The nursery is as usual in the body of the house, forming part of the able-bodied women's quarters. It is a stone-paved room, with a railed-in grate, a small window, dirty whitewashed walls, and open rafters; but for the presence of the four infants and their wooden cradles and their pauper attendants we should have taken it for a stable or a barn. There was no nursery apparatus, such as bath or washing-stand, and the poor children did not appear to be very wholesome; the fretful wail of discomfort was the only apparent sign of child life. These hapless infants sleep in the dormitory above with their mothers, on straw ticks :laid on the Poor.

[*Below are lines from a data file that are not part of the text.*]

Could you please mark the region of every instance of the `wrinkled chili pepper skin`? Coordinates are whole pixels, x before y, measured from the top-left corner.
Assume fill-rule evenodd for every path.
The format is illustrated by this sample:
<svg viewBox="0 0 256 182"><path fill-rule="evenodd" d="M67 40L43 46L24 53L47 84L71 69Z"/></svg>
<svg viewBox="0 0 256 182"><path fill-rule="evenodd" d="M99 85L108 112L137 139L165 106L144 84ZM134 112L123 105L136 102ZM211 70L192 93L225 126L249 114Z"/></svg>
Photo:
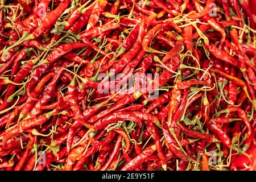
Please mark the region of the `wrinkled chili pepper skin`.
<svg viewBox="0 0 256 182"><path fill-rule="evenodd" d="M146 148L136 158L132 159L128 164L124 166L121 171L133 171L138 167L146 159L146 158L152 155L156 150L155 145Z"/></svg>
<svg viewBox="0 0 256 182"><path fill-rule="evenodd" d="M3 2L0 170L255 169L249 0Z"/></svg>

From the nursery we went to see the aged men and women, and for these poor creatures we found no better provision for either cleanliness or comfort. The dormitories, one in each wing, are like that of the nursery, except that the floor is raised about 6 inches on either side of the ward, leaving the middle pathway of stone pavement on a lower level. The day rooms also are flagged. There is a window at either end of these long wards; the walls are rough surface, colourwashed, the rafters open, rows of harrow beds and straw ticks against the walls, one old fireplace, quite insufficient to warm a long, narrow room in winter, no artificial light during the night, benches for the poor old people to sit on. We saw a group of wretched women listless and inert in the ward. It is a living death for the old men and women in an Irish workhouse. The conveniences for night are the open buckets and pails with which we are now familiar. The ventilation, by means of the two windows, is quite insufficient even in fine weather; in the winter and at night there must be practically none, for the poor fireplace would not give off sufficient heat to allow of open windows.

The kitchen and laundry are both behind the times; in the former are two large boilers, heated by steam, so that all food must be cooked by boiling only; the latter is small and crowded, though we were glad to see some machinery, such as mangle and wringer, for the proper handling of the clothing. The "feeding troughs" are used for serving the Indian meal and milk that forms the midday meal of the inmates in the body of the house. In the infirmary there is a serviceable range, and the cooking is supervised by the nurse. This range also heats the water for the wards.

The sewage from the infirmary and the fever hospital is carried into the town system, that from the body of the house drains into cesspools. There are no baths, but we were given to understand that the whole of the water and sanitary system is to be remodelled. We trust that the alterations will include indoor conveniences for the aged and infirm, and baths for the infants.

RECOMMENDATIONS.

Desiring to ascertain whether the sick poor in Irish hospitals are treated on the same lines as those in a workhouse infirmary, we visited the County Infirmary in Lisburn, and were pleased to find that in appointments and management it was on a level with some of our small country hospitals on this side the water. We would therefore ask the guardians of the Lisburn Union to follow our example, and study in the hospital of their own town what should be the treatment of the sick and infirm. The necessary improvements would include a wooden dado round the walls, improved fireplaces, new bedsteads and mattresses, a reduced number of beds to each ward, and the provision of comfortable chairs for the infirmary patients. The whole system, in so far as it affects the aged, the lunatics, and the infants, requires humanising, and the wants of each class need to be considered and provided for, for at present these three classes appear to have been overlooked.